Sum Root to Leaf Numbers - shilpathota/99-leetcode-solutions GitHub Wiki

Sum Root to Leaf Numbers

Leet code link - https://leetcode.com/problems/sum-root-to-leaf-numbers/description/

Complexity - Medium

Description

You are given the root of a binary tree containing digits from 0 to 9 only.

Each root-to-leaf path in the tree represents a number.

For example, the root-to-leaf path 1 -> 2 -> 3 represents the number 123. Return the total sum of all root-to-leaf numbers. Test cases are generated so that the answer will fit in a 32-bit integer.

A leaf node is a node with no children.

Example 1:

Input: root = [1,2,3]
Output: 25
Explanation:
The root-to-leaf path 1->2 represents the number 12.
The root-to-leaf path 1->3 represents the number 13.
Therefore, sum = 12 + 13 = 25.

Example 2:

Input: root = [4,9,0,5,1]
Output: 1026
Explanation:
The root-to-leaf path 4->9->5 represents the number 495.
The root-to-leaf path 4->9->1 represents the number 491.
The root-to-leaf path 4->0 represents the number 40.
Therefore, sum = 495 + 491 + 40 = 1026.

Constraints:

The number of nodes in the tree is in the range [1, 1000].
0 <= Node.val <= 9
The depth of the tree will not exceed 10.

Solution

To solve the problem of finding the sum of numbers represented by root-to-leaf paths in a binary tree using a Depth-First Search (DFS) approach, we can follow these steps:

Use DFS Algorithm:

Implement a DFS traversal of the binary tree, starting from the root. Maintain a variable to keep track of the current number formed from the root to the current node as you traverse. DFS Recursive Function:

Define a recursive function (dfs function) that takes the current node, the current path value, and a variable to accumulate the sum of all root-to-leaf path numbers.
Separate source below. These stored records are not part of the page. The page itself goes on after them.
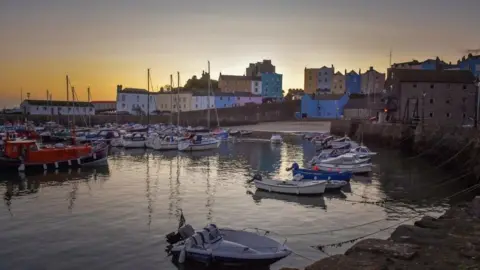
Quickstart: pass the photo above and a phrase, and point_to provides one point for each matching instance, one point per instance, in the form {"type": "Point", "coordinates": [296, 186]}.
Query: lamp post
{"type": "Point", "coordinates": [423, 111]}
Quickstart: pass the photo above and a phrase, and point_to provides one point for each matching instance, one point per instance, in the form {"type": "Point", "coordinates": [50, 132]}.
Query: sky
{"type": "Point", "coordinates": [102, 43]}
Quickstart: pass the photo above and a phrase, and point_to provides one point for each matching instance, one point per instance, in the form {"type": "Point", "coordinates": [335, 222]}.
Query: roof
{"type": "Point", "coordinates": [103, 101]}
{"type": "Point", "coordinates": [238, 77]}
{"type": "Point", "coordinates": [58, 103]}
{"type": "Point", "coordinates": [134, 91]}
{"type": "Point", "coordinates": [438, 76]}
{"type": "Point", "coordinates": [365, 101]}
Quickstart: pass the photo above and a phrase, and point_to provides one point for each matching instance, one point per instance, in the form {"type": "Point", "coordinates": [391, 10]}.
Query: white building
{"type": "Point", "coordinates": [257, 86]}
{"type": "Point", "coordinates": [325, 78]}
{"type": "Point", "coordinates": [56, 107]}
{"type": "Point", "coordinates": [200, 101]}
{"type": "Point", "coordinates": [135, 101]}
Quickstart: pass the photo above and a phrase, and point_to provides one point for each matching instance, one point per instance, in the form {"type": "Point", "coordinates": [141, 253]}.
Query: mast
{"type": "Point", "coordinates": [178, 98]}
{"type": "Point", "coordinates": [148, 97]}
{"type": "Point", "coordinates": [171, 99]}
{"type": "Point", "coordinates": [208, 97]}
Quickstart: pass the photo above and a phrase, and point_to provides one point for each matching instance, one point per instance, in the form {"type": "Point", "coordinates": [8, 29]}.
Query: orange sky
{"type": "Point", "coordinates": [104, 43]}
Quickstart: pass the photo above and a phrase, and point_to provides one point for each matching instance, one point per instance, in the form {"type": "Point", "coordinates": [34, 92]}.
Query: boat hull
{"type": "Point", "coordinates": [97, 158]}
{"type": "Point", "coordinates": [305, 188]}
{"type": "Point", "coordinates": [323, 175]}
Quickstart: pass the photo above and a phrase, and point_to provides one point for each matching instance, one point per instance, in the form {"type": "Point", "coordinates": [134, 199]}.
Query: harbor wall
{"type": "Point", "coordinates": [245, 115]}
{"type": "Point", "coordinates": [448, 242]}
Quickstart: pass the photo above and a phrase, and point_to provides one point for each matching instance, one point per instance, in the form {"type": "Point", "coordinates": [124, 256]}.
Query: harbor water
{"type": "Point", "coordinates": [117, 217]}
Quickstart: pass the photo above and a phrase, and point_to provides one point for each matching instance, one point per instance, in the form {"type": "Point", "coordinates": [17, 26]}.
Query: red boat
{"type": "Point", "coordinates": [24, 155]}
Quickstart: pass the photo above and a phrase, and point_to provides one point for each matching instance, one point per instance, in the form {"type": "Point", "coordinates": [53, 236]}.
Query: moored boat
{"type": "Point", "coordinates": [27, 155]}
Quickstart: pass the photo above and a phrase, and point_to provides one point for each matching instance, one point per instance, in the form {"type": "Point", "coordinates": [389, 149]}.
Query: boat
{"type": "Point", "coordinates": [225, 247]}
{"type": "Point", "coordinates": [276, 139]}
{"type": "Point", "coordinates": [28, 155]}
{"type": "Point", "coordinates": [355, 169]}
{"type": "Point", "coordinates": [165, 143]}
{"type": "Point", "coordinates": [362, 151]}
{"type": "Point", "coordinates": [197, 143]}
{"type": "Point", "coordinates": [344, 159]}
{"type": "Point", "coordinates": [296, 186]}
{"type": "Point", "coordinates": [134, 140]}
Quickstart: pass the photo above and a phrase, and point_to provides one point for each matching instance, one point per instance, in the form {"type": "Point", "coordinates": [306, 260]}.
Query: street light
{"type": "Point", "coordinates": [423, 111]}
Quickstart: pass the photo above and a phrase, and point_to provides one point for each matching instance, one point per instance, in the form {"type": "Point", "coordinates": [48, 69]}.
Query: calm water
{"type": "Point", "coordinates": [117, 217]}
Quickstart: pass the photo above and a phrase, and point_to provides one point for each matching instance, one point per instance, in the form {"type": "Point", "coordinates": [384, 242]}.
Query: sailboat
{"type": "Point", "coordinates": [197, 142]}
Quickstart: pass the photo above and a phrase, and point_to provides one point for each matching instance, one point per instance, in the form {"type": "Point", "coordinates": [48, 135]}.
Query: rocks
{"type": "Point", "coordinates": [386, 248]}
{"type": "Point", "coordinates": [449, 242]}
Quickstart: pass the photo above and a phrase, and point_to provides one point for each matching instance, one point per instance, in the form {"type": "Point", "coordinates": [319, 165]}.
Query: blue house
{"type": "Point", "coordinates": [272, 85]}
{"type": "Point", "coordinates": [323, 106]}
{"type": "Point", "coordinates": [353, 82]}
{"type": "Point", "coordinates": [224, 100]}
{"type": "Point", "coordinates": [471, 63]}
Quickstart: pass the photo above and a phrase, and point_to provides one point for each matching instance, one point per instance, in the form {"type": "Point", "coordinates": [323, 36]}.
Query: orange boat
{"type": "Point", "coordinates": [27, 155]}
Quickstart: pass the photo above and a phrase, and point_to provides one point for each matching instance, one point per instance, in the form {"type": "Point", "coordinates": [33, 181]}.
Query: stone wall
{"type": "Point", "coordinates": [249, 114]}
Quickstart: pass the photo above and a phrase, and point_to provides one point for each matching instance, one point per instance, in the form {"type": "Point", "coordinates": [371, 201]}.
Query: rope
{"type": "Point", "coordinates": [338, 244]}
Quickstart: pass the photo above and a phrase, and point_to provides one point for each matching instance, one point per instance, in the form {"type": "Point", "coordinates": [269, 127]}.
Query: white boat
{"type": "Point", "coordinates": [291, 187]}
{"type": "Point", "coordinates": [198, 143]}
{"type": "Point", "coordinates": [226, 247]}
{"type": "Point", "coordinates": [359, 168]}
{"type": "Point", "coordinates": [362, 151]}
{"type": "Point", "coordinates": [276, 139]}
{"type": "Point", "coordinates": [345, 159]}
{"type": "Point", "coordinates": [136, 140]}
{"type": "Point", "coordinates": [165, 143]}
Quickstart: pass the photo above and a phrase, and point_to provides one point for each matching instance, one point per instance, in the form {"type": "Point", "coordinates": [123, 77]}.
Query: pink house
{"type": "Point", "coordinates": [242, 98]}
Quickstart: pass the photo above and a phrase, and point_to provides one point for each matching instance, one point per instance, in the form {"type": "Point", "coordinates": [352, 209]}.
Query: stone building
{"type": "Point", "coordinates": [433, 96]}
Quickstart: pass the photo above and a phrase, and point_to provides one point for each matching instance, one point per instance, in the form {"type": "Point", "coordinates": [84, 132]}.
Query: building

If the current node is None, return immediately (base case for leaf nodes). Update the current path value by appending the current node's value (e.g., path_sum = path_sum * 10 + node.val). If the current node is a leaf node (i.e., it has no children), add the path_sum to the sum. Recursively call the function for the left and right children of the current node, passing the updated path_sum. Initialize and Call the DFS Function:

Start the DFS traversal from the root node with an initial path of 0. Accumulate the sum of all root-to-leaf path numbers using the DFS function. Return the Result:

After the DFS traversal completes, return the accumulated sum, which represents the total sum of all root-to-leaf path numbers in the binary tree.

/**
 * Definition for a binary tree node.
 * public class TreeNode {
 *     int val;
 *     TreeNode left;
 *     TreeNode right;
 *     TreeNode() {}
 *     TreeNode(int val) { this.val = val; }
 *     TreeNode(int val, TreeNode left, TreeNode right) {
 *         this.val = val;
 *         this.left = left;
 *         this.right = right;
 *     }
 * }
 */
class Solution {
    public int dfs(TreeNode root, int pathSum){
        if(root == null) return 0;
        pathSum = pathSum*10 + root.val;
        if(root.left == null && root.right == null) return pathSum;
        return dfs(root.left,pathSum) + dfs(root.right,pathSum);

    }
    public int sumNumbers(TreeNode root) {
        return dfs(root,0);
    }
}

Complexity

Time Complexity - O(N)

Space Complexity - O(N)